The performance-optimized structure of a three-layer filter material consists of various fine glass and polyester fibers. This new material matrix in the pre-filter and ultra-fine filter materials significantly contribute to improved dirt-holding capacity. For example, the dirt holding capacity can be increased by as much as 60% in a 5 μm(c) filter.
The unusually low differential pressure and the high dirt holding capacity of the filter elements enable longer time between service and improves cold-start characteristics.
Elements of filter design
Depending on application, filter elements are subject to strong flexural-fatigue stresses induced by flow-rate fluctuations. These come from rpm fluctuations of drive motors, cylinder ratios, as well as the increasing use of variable displacement pumps in modern machines.
Conventional filter elements use a metal or plastic support fabric on the out-flow or clean-oil side. A support of metal also brings the advantage of electric conductivity, but has the danger of fatigue failure. Wire fatigue then leads to wire pieces in the hydraulic fluid. Some strength comes with plastic fabrics insensitive to flexural fatigue stresses. On their downside, such fabrics have extremely low electrical conductivity.
To counter these material-specific disadvantages, we use a hybrid fabric which has proven effective in years of application to support the filter material. The patented fabric consists of a mix of stainless steel and polyester fibers. This combination exploits all the advantages of metal and plastic fabrics and avoids the disadvantages of pure metal or plastic-only versions. Stainless-steel wire arranged longitudinally ensures complete dissipation of electrostatic charges, which prevents damage to the filter material and dirtier oil.
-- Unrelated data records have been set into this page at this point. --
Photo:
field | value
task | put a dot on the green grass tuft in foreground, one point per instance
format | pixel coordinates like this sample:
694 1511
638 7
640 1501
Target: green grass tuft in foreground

The polyester fibers arranged transverse to the metal threads ensure optimal flexural fatigue strength and avoids of fatigue failure.
The structure of the filter material has been completely redesigned to contain multiple interlaminated filter and support layers. These use suitable laminating agents to improve the characteristics of the materials. In fact, it improves the differential-pressure stability of the filter material by a factor of three, relative to non-laminated materials.
In addition, a plastic sheathing shrink-fit onto the filter bellows ensures that they fit tightly on the perforated frame. This makes the filter element even more resistant to flexural fatigue-stress than conventionally manufactured filters. Improved fatigue characteristics, differential pressure stability, as well as safe dissipation of electrostatic charges significantly contribute to the long service life of the filter elements.
Optimizing filter fineness
It is also important, of course, to maintain a constant and high level of oil purity over the filter’s entire service period. To meet constantly increasing user requirements, and the ever-increasing complexity of hydraulic components, the new filter elements, with material designation 10EX2, allows improving the previous 12 μm(c) filter to 10 μm(c). For particles greater than 10 μm(c) this means a four-times higher separation capacity while simultaneously reducing pressure loss, as compared with the previous 12 μm(c) media.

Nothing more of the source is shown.